このコーナーをご利用下さりありがとうございます。
簡単な方法で見積もって、「結果を数値で表現して比較したい」とのお気持は大変良く理解できます。中学生が出来る実験でなければならないことが制約になりますが、この質問には早稲田大学の園池先生から下記のようなアドバイスがいただけましたのでご参考になさって下さい。

【園池先生からのアドバイス】
デンプンの検出方法としては、小学校からおなじみのヨウ素デンプン反応がよく用いられますが、この方法は、ある/ないを判別するにはよいのですが、定量性はよくありません。光の強さに応じてヨウ素液の発色が段階的に変わってくれれば、あらかじめ比較の対象となる比色表のようなものを作っておくことにより、ある程度数値に換算することができますが、なかなかそのような段階的な変化を示してくれません。

デンプンを定量する場合には、デンプン分解酵素によって単量体のブドウ糖(グルコース)にして、生じたグルコースを定量する方法がとられます。グルコースの定量には、中学高校の化学実験に用いられるベネジクト液も使えますが、その場合は比色表を使って数値化することになります。より専門的には、グルコースにグルコース酸化酵素を作用させて、発生した過酸化水素をさらに定量する方法がとられます。ただし、これら方法は、複数の反応段階が必要なため、中学1年生の実験としては難しいように思います。

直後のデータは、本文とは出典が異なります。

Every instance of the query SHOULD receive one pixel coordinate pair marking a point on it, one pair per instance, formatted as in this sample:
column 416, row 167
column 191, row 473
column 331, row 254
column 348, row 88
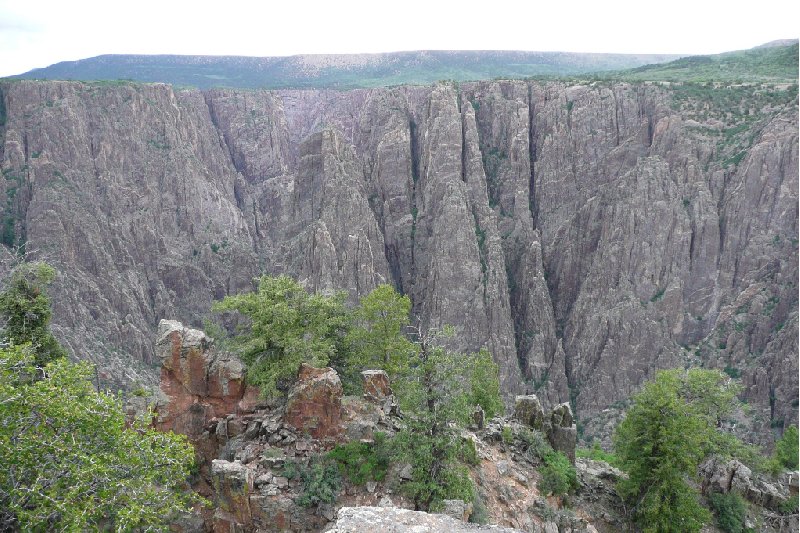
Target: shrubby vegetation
column 25, row 307
column 360, row 462
column 670, row 428
column 321, row 481
column 282, row 326
column 558, row 474
column 69, row 461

光合成の産物としての糖を考える場合には、スクロースが重要ですが、スクロースは安定な物質なので、これを直接定量することは困難です。そこで、スクロースを一度インベルターゼでグルコースとフルクトースに分解し、このグルコースを定量します。従って、結局、デンプンの場合と同様に、複数の反応段階が必要な定量法になってしまいます。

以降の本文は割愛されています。